The question that everyone wants an answer to, "What are the chances that if I get COVID-19 I will also get Long Covid?" isn't one that has an answer. We are not going to get any sort of useful statistics about the prevalence rates of Long Covid, not for a long, long time, and maybe not ever.
Because two years into this thing, we still don't have a working definition of Long Covid. [...]
Second, I keep running into studies that use proxy concepts like, "any PCR-confirmed COVID-positive patient who was still experiencing any COVID symptoms three months after infection," which bears no resemblance to what anybody means by Long Covid. That definition includes, for instance, people who are basically fine except their sense of smell hasn't returned. Now, that's a pretty serious medical problem, and I don't mean to make light of it, but it's very much not the same as a triathlete who can no longer climb stairs. [...]
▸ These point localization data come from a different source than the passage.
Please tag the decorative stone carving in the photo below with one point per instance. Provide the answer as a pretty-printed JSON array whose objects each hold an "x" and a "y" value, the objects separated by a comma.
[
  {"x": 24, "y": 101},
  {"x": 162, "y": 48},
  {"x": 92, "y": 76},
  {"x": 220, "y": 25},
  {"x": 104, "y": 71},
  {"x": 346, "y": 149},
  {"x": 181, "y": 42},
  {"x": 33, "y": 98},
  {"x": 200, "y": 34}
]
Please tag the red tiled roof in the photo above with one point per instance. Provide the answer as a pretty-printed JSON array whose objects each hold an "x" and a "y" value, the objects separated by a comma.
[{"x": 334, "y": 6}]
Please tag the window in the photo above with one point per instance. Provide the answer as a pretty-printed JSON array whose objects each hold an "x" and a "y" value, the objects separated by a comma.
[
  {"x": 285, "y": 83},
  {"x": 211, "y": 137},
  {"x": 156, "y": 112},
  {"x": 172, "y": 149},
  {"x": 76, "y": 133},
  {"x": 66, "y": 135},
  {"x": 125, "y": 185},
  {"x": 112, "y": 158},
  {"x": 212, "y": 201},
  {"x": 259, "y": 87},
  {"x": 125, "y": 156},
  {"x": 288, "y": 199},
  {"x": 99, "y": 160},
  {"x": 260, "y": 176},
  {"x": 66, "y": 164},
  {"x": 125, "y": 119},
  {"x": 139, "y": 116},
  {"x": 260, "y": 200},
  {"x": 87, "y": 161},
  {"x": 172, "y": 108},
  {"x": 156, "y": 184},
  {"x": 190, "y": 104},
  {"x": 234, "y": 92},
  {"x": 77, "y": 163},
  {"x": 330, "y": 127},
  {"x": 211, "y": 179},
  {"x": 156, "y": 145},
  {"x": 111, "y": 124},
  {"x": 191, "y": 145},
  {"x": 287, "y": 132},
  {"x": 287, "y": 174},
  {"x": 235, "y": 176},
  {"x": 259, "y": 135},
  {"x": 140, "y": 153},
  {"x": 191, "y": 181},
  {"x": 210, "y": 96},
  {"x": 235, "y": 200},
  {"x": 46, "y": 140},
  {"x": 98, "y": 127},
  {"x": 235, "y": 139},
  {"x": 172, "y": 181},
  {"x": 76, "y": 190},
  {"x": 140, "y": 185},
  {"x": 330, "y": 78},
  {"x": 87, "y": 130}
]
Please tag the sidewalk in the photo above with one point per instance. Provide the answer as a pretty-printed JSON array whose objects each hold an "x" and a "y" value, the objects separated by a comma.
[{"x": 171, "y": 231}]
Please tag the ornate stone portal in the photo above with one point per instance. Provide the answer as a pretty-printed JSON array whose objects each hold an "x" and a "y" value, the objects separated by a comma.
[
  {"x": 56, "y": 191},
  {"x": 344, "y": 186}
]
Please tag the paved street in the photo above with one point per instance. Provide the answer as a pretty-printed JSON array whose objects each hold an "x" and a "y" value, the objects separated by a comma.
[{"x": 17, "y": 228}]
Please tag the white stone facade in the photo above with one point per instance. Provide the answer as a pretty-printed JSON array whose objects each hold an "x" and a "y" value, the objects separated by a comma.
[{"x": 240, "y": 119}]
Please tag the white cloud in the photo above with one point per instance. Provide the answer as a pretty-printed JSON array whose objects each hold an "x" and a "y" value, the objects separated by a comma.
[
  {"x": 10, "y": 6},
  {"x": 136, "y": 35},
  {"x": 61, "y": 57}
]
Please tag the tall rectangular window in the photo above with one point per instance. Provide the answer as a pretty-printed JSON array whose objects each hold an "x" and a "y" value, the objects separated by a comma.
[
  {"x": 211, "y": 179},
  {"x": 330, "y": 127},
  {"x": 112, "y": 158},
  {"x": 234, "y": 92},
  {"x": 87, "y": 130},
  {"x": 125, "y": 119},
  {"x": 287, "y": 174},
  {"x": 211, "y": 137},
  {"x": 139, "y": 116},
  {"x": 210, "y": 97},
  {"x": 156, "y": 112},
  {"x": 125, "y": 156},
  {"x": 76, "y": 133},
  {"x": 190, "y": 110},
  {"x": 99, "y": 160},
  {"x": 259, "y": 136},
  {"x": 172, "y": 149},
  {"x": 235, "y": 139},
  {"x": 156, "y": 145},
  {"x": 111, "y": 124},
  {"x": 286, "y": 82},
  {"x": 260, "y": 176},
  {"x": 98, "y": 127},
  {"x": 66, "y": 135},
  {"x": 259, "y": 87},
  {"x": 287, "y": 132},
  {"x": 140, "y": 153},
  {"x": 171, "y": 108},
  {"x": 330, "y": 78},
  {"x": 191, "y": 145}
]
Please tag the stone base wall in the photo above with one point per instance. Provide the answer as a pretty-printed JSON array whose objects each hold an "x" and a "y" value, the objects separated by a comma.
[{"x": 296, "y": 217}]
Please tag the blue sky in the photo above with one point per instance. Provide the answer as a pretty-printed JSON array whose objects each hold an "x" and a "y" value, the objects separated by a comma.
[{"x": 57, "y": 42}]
I'm horrified and fascinated by what's playing out in medical science around Long Covid because, well, because of a lot of things. For one thing, there's what I already, coming into this, knew about the pretty much complete failure of medicine and medical research to treat previous conditions like fibromyalgia and ME/CFS seriously, and even treat conditions like Lyme disease adequately seriously. I feel like these failures of medicine have been viewed, until the Pandemic, by the larger society as trivial edge cases. But now, now that everyone is aware that there is this hideous possibility that if you get COVID you might never get better, there's this dawning realization that post-viral conditions aren't quite so trivial or rare after all, and medical science's failure to address those conditions means we have much less information than we might like to have about this one -- and also less in the way of conceptual tools.